Marla nodded. “We need to stop Mutex. We need to know where he’ll be tomorrow, when I’ll be in a position to stop him.” Assuming Ch’ang Hao came through with the snake anyway. Ch’ang Hao was clearly the fourth one that the Possible Witch had mentioned, but she had no idea who the “very old mortal man” was. Probably a potential ally who’d died before Marla even met him.
 
“But you don’t want to know if you’ll stop him?” The witch’s inhuman eyes glittered.
 
“Of course I do, if you know that,” Marla said.
 
“Too close to call,” she said promptly. “I see just as many paths one way as the other. Everything branches, you know. Every decision, every option. The universe doesn’t make choices.
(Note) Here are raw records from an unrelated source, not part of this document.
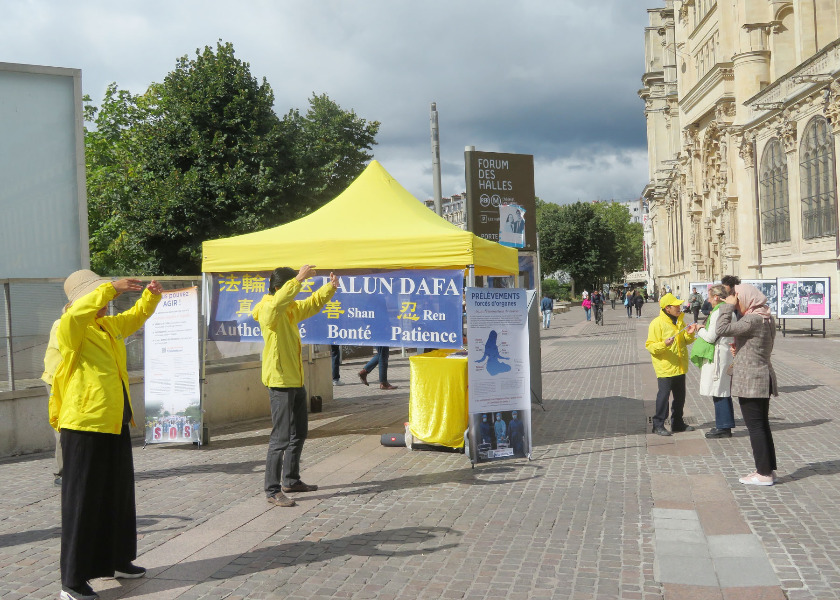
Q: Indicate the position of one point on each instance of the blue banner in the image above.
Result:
(394, 308)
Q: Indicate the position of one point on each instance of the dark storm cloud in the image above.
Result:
(553, 78)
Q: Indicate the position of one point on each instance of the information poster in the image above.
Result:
(172, 390)
(499, 374)
(768, 287)
(804, 297)
(414, 308)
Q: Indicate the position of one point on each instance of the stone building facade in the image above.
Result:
(742, 102)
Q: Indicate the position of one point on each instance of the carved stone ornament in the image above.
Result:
(787, 131)
(745, 150)
(831, 108)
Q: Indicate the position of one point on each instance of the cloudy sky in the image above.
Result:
(552, 78)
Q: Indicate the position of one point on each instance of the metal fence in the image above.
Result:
(29, 307)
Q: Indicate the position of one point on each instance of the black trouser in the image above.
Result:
(667, 385)
(756, 412)
(290, 425)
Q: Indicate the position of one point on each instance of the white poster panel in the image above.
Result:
(769, 288)
(172, 391)
(499, 374)
(804, 297)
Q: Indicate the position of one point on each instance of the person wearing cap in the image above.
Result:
(90, 405)
(667, 343)
(516, 430)
(278, 314)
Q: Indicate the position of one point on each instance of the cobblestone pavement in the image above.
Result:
(593, 515)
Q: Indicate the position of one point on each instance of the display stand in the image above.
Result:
(810, 331)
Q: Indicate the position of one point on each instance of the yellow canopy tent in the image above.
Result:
(374, 224)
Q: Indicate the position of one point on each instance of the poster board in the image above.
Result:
(499, 374)
(804, 297)
(172, 388)
(768, 287)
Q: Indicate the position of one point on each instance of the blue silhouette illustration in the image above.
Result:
(491, 353)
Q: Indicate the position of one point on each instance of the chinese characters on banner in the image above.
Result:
(172, 391)
(499, 374)
(393, 308)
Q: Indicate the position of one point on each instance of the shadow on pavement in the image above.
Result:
(39, 535)
(270, 556)
(466, 476)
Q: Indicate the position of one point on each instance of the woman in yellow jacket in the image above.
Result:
(667, 343)
(91, 407)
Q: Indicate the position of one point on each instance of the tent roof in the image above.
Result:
(374, 224)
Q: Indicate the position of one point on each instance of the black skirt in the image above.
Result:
(98, 515)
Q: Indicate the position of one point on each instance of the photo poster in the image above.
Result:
(171, 378)
(498, 374)
(768, 287)
(804, 297)
(512, 225)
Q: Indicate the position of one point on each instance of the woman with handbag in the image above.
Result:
(711, 353)
(753, 377)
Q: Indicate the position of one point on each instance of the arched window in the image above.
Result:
(773, 195)
(816, 173)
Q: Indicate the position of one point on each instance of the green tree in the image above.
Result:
(203, 155)
(576, 238)
(628, 238)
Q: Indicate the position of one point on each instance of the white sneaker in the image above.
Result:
(756, 479)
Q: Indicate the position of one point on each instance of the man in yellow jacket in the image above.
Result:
(667, 343)
(278, 314)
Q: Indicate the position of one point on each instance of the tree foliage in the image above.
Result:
(203, 155)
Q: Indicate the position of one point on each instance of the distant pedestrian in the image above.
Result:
(639, 300)
(753, 377)
(546, 306)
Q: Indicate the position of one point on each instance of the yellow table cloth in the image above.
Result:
(437, 406)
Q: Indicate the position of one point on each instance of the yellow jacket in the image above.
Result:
(668, 361)
(278, 316)
(88, 385)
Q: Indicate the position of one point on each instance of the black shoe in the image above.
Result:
(714, 432)
(299, 487)
(80, 592)
(129, 571)
(681, 428)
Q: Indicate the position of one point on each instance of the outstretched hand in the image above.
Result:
(306, 271)
(127, 285)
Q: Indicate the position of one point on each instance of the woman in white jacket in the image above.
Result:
(714, 359)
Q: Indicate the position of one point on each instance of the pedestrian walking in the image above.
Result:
(90, 405)
(546, 306)
(711, 353)
(639, 301)
(381, 359)
(587, 307)
(667, 343)
(753, 377)
(278, 314)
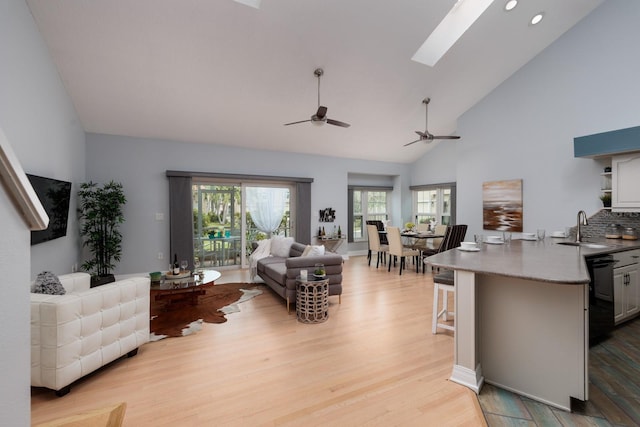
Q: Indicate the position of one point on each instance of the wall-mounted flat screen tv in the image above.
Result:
(54, 196)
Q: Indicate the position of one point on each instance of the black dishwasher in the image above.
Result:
(601, 308)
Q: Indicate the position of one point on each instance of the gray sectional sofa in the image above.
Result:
(280, 273)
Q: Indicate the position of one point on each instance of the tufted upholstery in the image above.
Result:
(72, 335)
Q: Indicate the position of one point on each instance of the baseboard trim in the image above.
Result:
(470, 378)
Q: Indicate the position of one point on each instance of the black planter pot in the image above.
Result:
(102, 280)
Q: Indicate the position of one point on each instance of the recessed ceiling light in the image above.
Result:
(537, 18)
(459, 19)
(511, 4)
(252, 3)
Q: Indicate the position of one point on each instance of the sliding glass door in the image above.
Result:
(217, 224)
(228, 217)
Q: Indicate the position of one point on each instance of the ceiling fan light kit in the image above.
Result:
(426, 135)
(320, 117)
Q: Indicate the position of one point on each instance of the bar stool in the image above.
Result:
(443, 281)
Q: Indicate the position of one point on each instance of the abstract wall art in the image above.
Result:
(502, 205)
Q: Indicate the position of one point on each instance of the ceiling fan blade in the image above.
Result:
(322, 112)
(338, 123)
(446, 137)
(413, 142)
(295, 123)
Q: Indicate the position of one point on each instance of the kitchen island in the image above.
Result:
(522, 317)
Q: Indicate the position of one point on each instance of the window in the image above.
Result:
(367, 205)
(434, 203)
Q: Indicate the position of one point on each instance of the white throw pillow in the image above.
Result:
(314, 250)
(281, 246)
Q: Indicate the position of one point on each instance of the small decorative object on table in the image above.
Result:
(319, 271)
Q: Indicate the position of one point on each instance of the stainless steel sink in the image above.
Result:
(585, 245)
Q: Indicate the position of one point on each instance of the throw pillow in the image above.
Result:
(314, 250)
(48, 283)
(281, 246)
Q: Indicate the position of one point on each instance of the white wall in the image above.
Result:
(141, 164)
(40, 122)
(586, 82)
(41, 125)
(14, 315)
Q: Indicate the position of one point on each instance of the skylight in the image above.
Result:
(459, 19)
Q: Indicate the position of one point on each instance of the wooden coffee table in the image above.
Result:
(183, 291)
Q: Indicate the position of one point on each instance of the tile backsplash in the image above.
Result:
(599, 221)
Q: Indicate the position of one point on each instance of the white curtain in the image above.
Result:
(266, 206)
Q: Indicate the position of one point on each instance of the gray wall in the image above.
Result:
(41, 125)
(586, 82)
(140, 165)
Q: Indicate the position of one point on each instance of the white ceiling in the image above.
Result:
(217, 71)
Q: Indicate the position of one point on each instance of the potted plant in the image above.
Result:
(100, 214)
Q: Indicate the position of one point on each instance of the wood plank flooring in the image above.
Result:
(614, 390)
(374, 362)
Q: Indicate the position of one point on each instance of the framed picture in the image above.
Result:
(502, 205)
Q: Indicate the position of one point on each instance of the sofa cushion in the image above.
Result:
(281, 246)
(47, 283)
(277, 271)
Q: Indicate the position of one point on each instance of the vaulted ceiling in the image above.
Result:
(220, 72)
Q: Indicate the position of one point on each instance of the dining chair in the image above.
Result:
(453, 235)
(380, 226)
(439, 230)
(396, 248)
(375, 245)
(420, 244)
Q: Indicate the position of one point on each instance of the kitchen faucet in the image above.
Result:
(582, 220)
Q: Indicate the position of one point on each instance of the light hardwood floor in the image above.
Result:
(374, 362)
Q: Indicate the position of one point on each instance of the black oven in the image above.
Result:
(601, 308)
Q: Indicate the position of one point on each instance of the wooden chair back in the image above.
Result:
(380, 226)
(452, 237)
(395, 241)
(374, 238)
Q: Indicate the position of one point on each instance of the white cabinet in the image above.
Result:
(626, 285)
(625, 192)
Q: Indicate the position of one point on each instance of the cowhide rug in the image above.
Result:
(180, 320)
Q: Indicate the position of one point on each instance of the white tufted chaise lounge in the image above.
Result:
(74, 334)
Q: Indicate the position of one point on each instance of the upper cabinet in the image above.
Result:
(623, 148)
(625, 179)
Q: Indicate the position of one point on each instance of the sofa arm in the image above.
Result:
(311, 261)
(75, 282)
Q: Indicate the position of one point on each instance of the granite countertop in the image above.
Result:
(544, 260)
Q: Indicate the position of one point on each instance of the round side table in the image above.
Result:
(312, 299)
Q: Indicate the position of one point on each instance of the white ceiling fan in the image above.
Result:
(426, 135)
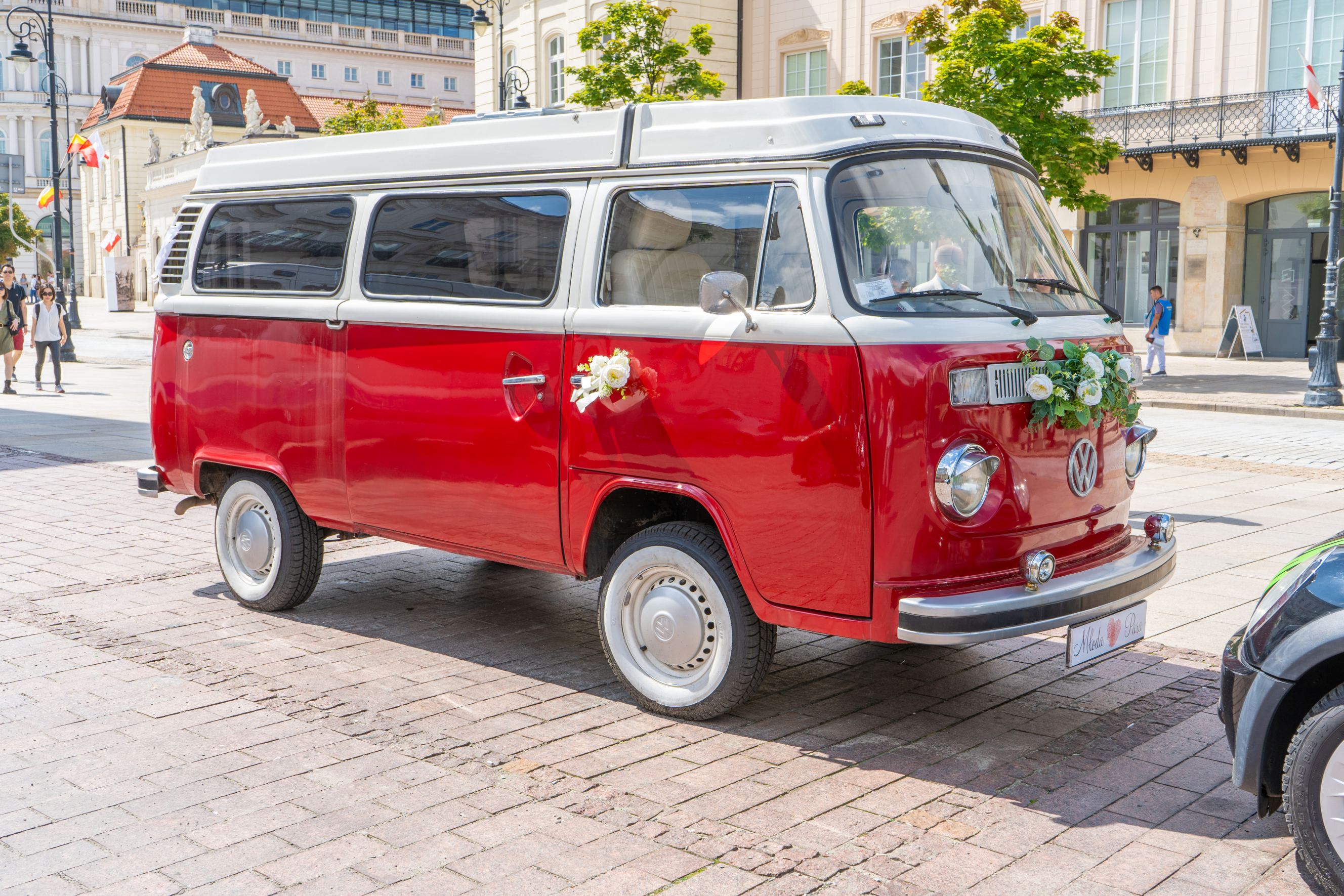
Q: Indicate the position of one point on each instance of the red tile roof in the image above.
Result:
(160, 89)
(324, 108)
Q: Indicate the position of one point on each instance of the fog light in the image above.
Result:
(1136, 448)
(1160, 528)
(961, 481)
(1038, 569)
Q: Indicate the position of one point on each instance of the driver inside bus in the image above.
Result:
(948, 264)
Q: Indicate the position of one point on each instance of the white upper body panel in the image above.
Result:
(642, 136)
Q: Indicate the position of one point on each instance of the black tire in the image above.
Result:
(750, 641)
(295, 561)
(1308, 758)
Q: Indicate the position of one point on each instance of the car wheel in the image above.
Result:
(677, 625)
(269, 550)
(1314, 790)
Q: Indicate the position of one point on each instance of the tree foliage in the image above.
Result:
(363, 117)
(855, 89)
(9, 245)
(639, 61)
(1022, 85)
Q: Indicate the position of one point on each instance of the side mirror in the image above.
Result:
(724, 292)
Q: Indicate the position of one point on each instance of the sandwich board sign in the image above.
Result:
(1241, 327)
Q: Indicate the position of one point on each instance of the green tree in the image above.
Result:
(639, 61)
(9, 245)
(855, 89)
(1022, 85)
(363, 117)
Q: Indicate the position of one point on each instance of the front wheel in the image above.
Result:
(269, 550)
(677, 625)
(1314, 790)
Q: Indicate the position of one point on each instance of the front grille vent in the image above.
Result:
(175, 265)
(1009, 382)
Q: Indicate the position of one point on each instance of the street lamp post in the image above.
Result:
(35, 25)
(513, 79)
(1323, 389)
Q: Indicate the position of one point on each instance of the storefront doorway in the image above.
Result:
(1285, 269)
(1129, 247)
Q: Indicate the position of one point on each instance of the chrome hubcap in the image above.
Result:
(252, 540)
(671, 620)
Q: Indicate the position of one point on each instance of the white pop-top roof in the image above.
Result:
(667, 134)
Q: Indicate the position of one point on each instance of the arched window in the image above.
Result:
(556, 69)
(1129, 247)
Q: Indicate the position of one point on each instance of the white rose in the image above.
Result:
(1089, 391)
(1093, 363)
(1039, 388)
(616, 376)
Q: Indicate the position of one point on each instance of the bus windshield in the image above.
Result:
(951, 237)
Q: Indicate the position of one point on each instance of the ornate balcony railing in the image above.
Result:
(1233, 122)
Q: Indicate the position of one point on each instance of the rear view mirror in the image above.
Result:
(724, 292)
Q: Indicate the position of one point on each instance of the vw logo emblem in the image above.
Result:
(1082, 468)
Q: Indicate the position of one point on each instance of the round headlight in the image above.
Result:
(961, 480)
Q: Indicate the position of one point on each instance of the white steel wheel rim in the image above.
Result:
(236, 540)
(648, 629)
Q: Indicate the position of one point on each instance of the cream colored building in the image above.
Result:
(541, 37)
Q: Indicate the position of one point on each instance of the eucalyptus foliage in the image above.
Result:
(1022, 87)
(639, 61)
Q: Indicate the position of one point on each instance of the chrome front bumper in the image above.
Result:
(1006, 613)
(150, 483)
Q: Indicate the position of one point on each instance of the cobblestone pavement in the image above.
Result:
(435, 724)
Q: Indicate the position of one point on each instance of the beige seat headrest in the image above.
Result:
(664, 228)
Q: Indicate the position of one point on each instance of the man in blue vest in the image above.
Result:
(1159, 325)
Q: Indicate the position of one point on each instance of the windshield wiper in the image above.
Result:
(1112, 315)
(1021, 313)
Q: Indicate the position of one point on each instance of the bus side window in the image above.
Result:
(787, 281)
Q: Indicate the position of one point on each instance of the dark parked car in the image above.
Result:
(1283, 702)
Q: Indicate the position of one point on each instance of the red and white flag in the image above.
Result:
(1314, 87)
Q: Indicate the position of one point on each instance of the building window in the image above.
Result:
(806, 74)
(556, 69)
(1312, 26)
(1136, 34)
(1129, 247)
(1033, 21)
(901, 68)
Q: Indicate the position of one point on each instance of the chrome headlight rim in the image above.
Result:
(1136, 440)
(956, 462)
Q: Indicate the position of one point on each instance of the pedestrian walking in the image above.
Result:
(17, 300)
(1159, 327)
(49, 333)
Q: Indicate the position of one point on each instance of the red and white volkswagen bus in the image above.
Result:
(753, 363)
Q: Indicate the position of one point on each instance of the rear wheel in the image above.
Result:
(677, 625)
(269, 550)
(1314, 790)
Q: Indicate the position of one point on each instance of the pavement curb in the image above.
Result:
(1263, 410)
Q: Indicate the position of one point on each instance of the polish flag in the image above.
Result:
(1314, 87)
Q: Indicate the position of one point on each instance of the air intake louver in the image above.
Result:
(175, 265)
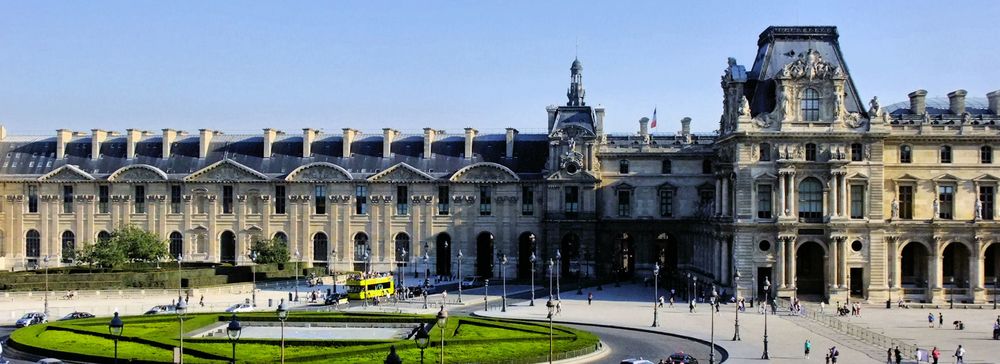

It does everything, even very unlikely things, somewhere. There are some unlikely places in the universe. In this branch, in this world, it could go either way. You might win, you might lose. Doesn’t much matter, really. Lose here, win somewhere else. So why worry? That’s what I tell everyone who comes to see me, which is lots of people, when you take into account all the different worlds.”